[v1] add dp & mp mesh (#9611)

2025-12-27 09:10:35 +08:00 · 2025-12-13 01:44:28 +08:00
parent 203069e11c
commit 110d21713e
3 changed files with 158 additions and 55 deletions
--- a/src/llamafactory/v1/accelerator/helper.py
+++ b/src/llamafactory/v1/accelerator/helper.py
@@ -60,16 +60,16 @@ def get_rank() -> int:
    return int(os.getenv("RANK", "0"))


-def get_local_rank() -> int:
-    """Get local rank."""
-    return int(os.getenv("LOCAL_RANK", "0"))
-
-
 def get_world_size() -> int:
    """Get world size."""
    return int(os.getenv("WORLD_SIZE", "1"))


+def get_local_rank() -> int:
+    """Get local rank."""
+    return int(os.getenv("LOCAL_RANK", "0"))
+
+
 def get_local_world_size() -> int:
    """Get local world size."""
    return int(os.getenv("LOCAL_WORLD_SIZE", "1"))
@@ -79,7 +79,7 @@ def get_local_world_size() -> int:
 def get_current_accelerator(check_available: bool = True) -> torch.device:
    """Get current accelerator.

-    Note: this api requires torch>=2.7.0, 2.6 or lower will get an AttributeError or RuntimeError
+    Note: this api requires torch>=2.7.0, otherwise it will raise an AttributeError or RuntimeError
    """
    if not hasattr(torch, "accelerator"):
        raise RuntimeError("torch.accelerator is not available, please upgrade torch to 2.7.0 or higher.")
@@ -123,7 +123,7 @@ def all_reduce(data: TensorLike, op: ReduceOp = ReduceOp.MEAN, group: Optional["
    is_tensor = isinstance(data, torch.Tensor)

    if is_ndarray:
-        data = torch.from_numpy(data)
+        data = torch.from_numpy(data).to(device=device, dtype=torch.float)
    elif not is_tensor:
        data = torch.tensor(data, dtype=torch.float, device=device)

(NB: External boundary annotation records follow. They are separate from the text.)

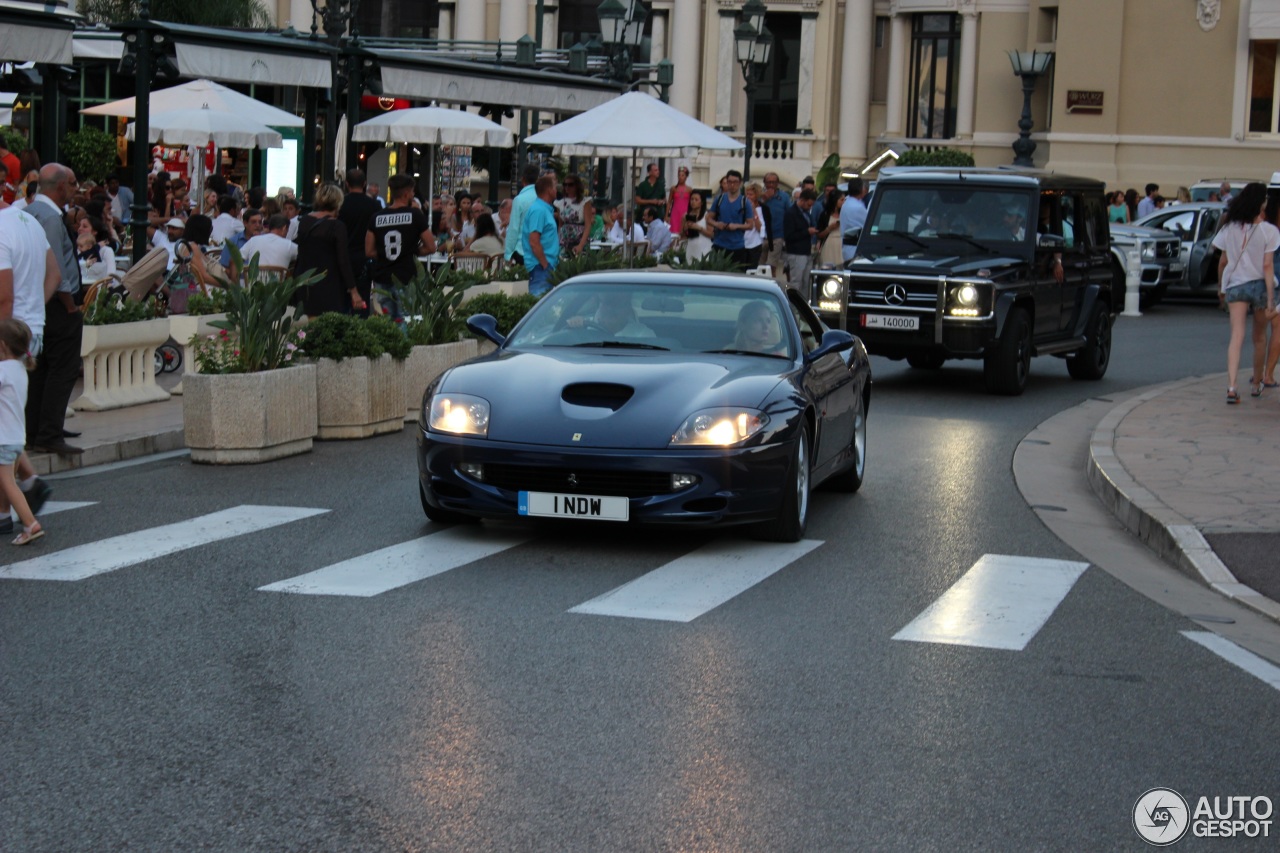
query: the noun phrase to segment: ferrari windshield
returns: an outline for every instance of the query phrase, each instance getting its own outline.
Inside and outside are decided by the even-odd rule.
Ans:
[[[858,256],[1029,257],[1036,233],[1033,200],[1025,191],[993,187],[882,184],[858,242]]]
[[[795,355],[777,295],[726,287],[566,283],[539,300],[506,346]]]

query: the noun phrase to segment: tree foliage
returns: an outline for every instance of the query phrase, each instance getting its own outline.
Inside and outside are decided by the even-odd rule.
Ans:
[[[140,0],[79,0],[79,13],[91,23],[114,24],[138,17]],[[198,27],[265,29],[273,20],[260,0],[151,0],[151,18]]]

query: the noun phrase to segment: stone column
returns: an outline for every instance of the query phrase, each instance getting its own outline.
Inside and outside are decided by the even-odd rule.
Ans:
[[[484,6],[484,3],[476,5]],[[498,10],[498,38],[516,44],[526,33],[529,33],[529,0],[502,0]]]
[[[440,4],[440,26],[435,29],[435,37],[440,41],[453,38],[453,4]]]
[[[956,136],[973,137],[973,100],[978,86],[978,13],[960,12],[960,91],[956,92]]]
[[[906,133],[902,106],[906,104],[906,63],[911,50],[911,22],[893,15],[888,29],[888,95],[884,102],[884,133]]]
[[[462,0],[453,13],[457,31],[454,38],[458,41],[484,41],[484,10],[483,0],[480,3]]]
[[[813,133],[813,60],[817,55],[818,13],[800,13],[800,86],[796,92],[796,132]]]
[[[722,12],[719,17],[719,55],[716,60],[716,127],[721,131],[733,129],[733,87],[742,78],[737,65],[737,50],[733,47],[733,12]]]
[[[845,38],[840,61],[840,152],[867,156],[872,102],[873,0],[845,0]]]
[[[701,4],[700,0],[676,0],[671,22],[671,61],[675,82],[671,105],[698,118],[698,91],[703,77]]]

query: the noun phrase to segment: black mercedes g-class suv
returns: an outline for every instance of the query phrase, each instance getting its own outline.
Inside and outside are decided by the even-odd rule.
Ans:
[[[1102,191],[1027,169],[886,169],[845,236],[854,259],[810,274],[814,309],[913,368],[982,359],[993,393],[1020,394],[1034,355],[1101,379],[1124,301]]]

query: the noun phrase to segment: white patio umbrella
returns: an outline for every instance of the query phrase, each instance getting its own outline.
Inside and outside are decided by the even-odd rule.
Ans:
[[[129,124],[125,136],[133,138]],[[207,106],[195,110],[169,110],[151,117],[147,142],[169,146],[214,145],[223,149],[283,149],[279,131],[241,115],[219,113]]]
[[[737,151],[746,147],[731,136],[663,104],[653,95],[627,92],[585,113],[525,138],[549,145],[558,155],[596,158],[689,158],[699,151]],[[635,187],[623,187],[631,210]],[[630,247],[627,248],[630,261]]]
[[[232,113],[242,118],[271,127],[303,127],[306,122],[293,113],[287,113],[269,104],[241,95],[211,79],[193,79],[179,86],[151,92],[148,99],[152,113],[170,110],[201,109],[207,106],[218,113]],[[110,104],[99,104],[81,110],[84,115],[137,115],[134,99],[125,97]]]
[[[431,164],[426,178],[428,200],[435,192],[436,145],[472,145],[481,149],[509,149],[516,145],[516,136],[497,122],[490,122],[475,113],[451,110],[443,106],[419,106],[384,113],[352,128],[351,138],[356,142],[430,145]]]

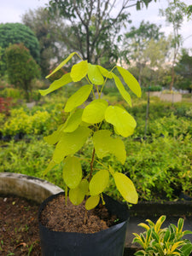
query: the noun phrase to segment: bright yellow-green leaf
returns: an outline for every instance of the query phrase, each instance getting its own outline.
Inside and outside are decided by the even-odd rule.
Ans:
[[[97,67],[99,67],[100,72],[104,77],[108,79],[113,79],[113,75],[111,72],[108,71],[106,68],[102,67],[102,66],[98,65]]]
[[[125,109],[117,106],[109,106],[106,109],[105,119],[113,125],[117,132],[125,137],[133,134],[137,125],[134,118]]]
[[[79,89],[68,98],[64,110],[66,112],[71,112],[75,108],[83,104],[89,97],[92,88],[92,84],[86,84]]]
[[[79,187],[69,190],[68,197],[74,206],[78,206],[84,201],[84,193]]]
[[[137,204],[138,201],[138,195],[131,180],[120,172],[115,172],[113,177],[116,187],[123,198],[131,204]]]
[[[108,184],[109,173],[107,170],[97,172],[90,182],[90,195],[98,195],[102,193]]]
[[[48,89],[45,90],[38,90],[39,93],[43,96],[45,96],[69,83],[72,82],[72,79],[70,77],[70,73],[67,73],[64,74],[61,79],[55,80]]]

@@ -140,7 +140,7 @@ def all_reduce(data: TensorLike, op: ReduceOp = ReduceOp.MEAN, group: Optional["
    if is_tensor:
        return data
    elif is_ndarray:
-        return data.numpy()
+        return data.cpu().numpy()
    elif data.numel() == 1:
        return data.item()
    else: